Furthermore, Starmer shows no action on the Union – he’s consistently passive on the issue. Contrast that with the positive and public effort the Conservatives are making with recent announcements in the defence review to procure technology and equipment from Scotland, Wales and Northern Ireland (as well as new plans by the Government to boost transport connections across the UK). Even during the period when Starmer has had ample opportunity to fight against what many have viewed as Conservative threats to the union, he has failed.

During the controversy over the Northern Ireland Protocol, he simply fell flat. He has completely failed to position himself as a viable unionist alternative to the Tories in Scotland, an area once famous as a Labour heartland and one where current polling has suggested a growing unionist majority in an independence referendum.

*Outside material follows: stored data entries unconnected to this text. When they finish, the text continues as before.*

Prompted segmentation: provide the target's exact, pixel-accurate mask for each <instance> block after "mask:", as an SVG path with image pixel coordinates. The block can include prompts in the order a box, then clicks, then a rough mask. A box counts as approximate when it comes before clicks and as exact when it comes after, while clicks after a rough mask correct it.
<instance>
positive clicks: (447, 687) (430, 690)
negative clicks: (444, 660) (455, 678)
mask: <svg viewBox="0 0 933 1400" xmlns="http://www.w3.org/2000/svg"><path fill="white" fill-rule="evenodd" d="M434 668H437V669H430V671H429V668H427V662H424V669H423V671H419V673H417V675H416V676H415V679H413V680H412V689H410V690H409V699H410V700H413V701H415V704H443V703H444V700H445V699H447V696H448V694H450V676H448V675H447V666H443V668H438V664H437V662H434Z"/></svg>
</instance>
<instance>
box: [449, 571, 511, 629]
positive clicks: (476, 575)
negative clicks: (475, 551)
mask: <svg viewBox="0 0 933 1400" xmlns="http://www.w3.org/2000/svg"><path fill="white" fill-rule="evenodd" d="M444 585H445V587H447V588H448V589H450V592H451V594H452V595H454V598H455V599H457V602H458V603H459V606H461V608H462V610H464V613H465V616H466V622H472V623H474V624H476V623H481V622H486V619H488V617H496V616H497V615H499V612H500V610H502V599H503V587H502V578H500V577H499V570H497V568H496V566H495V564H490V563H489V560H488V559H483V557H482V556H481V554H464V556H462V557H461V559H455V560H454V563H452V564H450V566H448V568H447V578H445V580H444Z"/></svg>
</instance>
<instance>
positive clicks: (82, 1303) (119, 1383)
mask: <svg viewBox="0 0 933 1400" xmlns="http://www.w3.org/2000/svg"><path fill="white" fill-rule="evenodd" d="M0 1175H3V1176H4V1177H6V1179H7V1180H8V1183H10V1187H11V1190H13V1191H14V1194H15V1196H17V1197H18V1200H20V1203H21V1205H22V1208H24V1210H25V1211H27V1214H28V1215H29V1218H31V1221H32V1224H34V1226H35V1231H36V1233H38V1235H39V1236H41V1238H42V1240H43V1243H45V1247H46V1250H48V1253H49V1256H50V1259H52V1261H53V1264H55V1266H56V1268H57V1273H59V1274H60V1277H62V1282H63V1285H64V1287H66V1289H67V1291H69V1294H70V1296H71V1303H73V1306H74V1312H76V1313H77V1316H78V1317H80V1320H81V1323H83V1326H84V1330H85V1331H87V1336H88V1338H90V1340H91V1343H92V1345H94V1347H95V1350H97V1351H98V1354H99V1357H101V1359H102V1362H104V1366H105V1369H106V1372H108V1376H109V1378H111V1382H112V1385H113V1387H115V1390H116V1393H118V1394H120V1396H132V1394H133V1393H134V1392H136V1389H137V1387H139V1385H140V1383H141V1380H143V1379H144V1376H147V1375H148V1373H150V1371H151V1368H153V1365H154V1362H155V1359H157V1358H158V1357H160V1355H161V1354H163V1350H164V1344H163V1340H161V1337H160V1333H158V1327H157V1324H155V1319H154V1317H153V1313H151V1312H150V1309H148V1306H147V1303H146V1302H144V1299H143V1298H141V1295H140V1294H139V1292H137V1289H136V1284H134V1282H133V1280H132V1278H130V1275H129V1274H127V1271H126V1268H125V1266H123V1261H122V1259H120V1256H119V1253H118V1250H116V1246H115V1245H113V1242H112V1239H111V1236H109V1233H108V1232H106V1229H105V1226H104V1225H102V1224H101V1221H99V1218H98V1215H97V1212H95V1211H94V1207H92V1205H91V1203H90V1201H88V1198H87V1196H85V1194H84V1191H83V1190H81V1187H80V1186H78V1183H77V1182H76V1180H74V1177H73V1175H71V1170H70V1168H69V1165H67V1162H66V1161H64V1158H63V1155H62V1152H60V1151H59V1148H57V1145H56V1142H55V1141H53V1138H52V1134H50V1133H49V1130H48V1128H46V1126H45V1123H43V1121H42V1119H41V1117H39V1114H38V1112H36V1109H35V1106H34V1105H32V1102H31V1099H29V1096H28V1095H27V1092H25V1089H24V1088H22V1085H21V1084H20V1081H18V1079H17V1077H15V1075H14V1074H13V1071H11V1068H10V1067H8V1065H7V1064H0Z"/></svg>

Of course, that’s where the Tories, not Labour, will take the lead.

Even in London, Sadiq Khan is attempting to create a commission to target “controversial” historical statues. Despite the wide opposition to this move throughout the country, with 79 per cent of people believing we shouldn’t attempt to rewrite history and 69 per cent saying they are proud of UK history overall, Labour cannot pretend that actions of those like Khan are separate from Starmer’s leadership.

As mayor of the nation’s capital, Khan’s actions threaten monuments and symbolism in a national consciousness in ways other regional politicians simply can’t. They will and they have affected the image of the Labour party throughout the country, tainting it with a further image of hating the nation and its history. Starmer could, as party leader, attempt to reel in Khan, but as a man famous for indecision, it seems obvious he won’t. And even then, the damage Khan has wrought is already burnt into the public mind.

Here’s the problem undergirding it all: Many Labour politicians, rather than accept what the people of Britain believe, would rather engage in a student-style debate over social theory.

As Baroness Chakrabarti recently put it, Labour should be trying to “change the narrative” on patriotism. It’s a condescending statement, implying the average voter loves their country for the wrong reasons. But it’s indicative of a deeper truth about the Labour party: It simply cannot accept it has to be representative of what voters want, because the majority of its beliefs are fundamentally in opposition to how the average Briton outside London sees the world.

To paraphrase Orwell’s famous line, the Labour Party might be the only place where politicians hate their own nationality. They’re constantly trying to create new, unwanted ideas of patriotism, just to make it easier on themselves to pretend to be “patriotic.” But it’s clearly a farce.

The numbers make it clear. The Labour Party has been behind in the polls by around 13 points— and that deficit expands to 25 points when it comes to working-class voters. Here’s why. According to YouGov, 88 per cent of Conservative voters describe themselves as patriotic. This number was 61 per cent of the general population, a large voting base Starmer aims to regain from the Tories. It’s exactly why he’ll fail.

The Labour strategist Philip Gould once said after Labour’s defeat during the 1992 election that “Labour lost because it was still the party of the winter of discontent”. For the lost Labour seats of the Red Wall, Labour is simply still the party of Britain-bashing and university Marxists—Starmer can’t change that, no matter how hard he tries.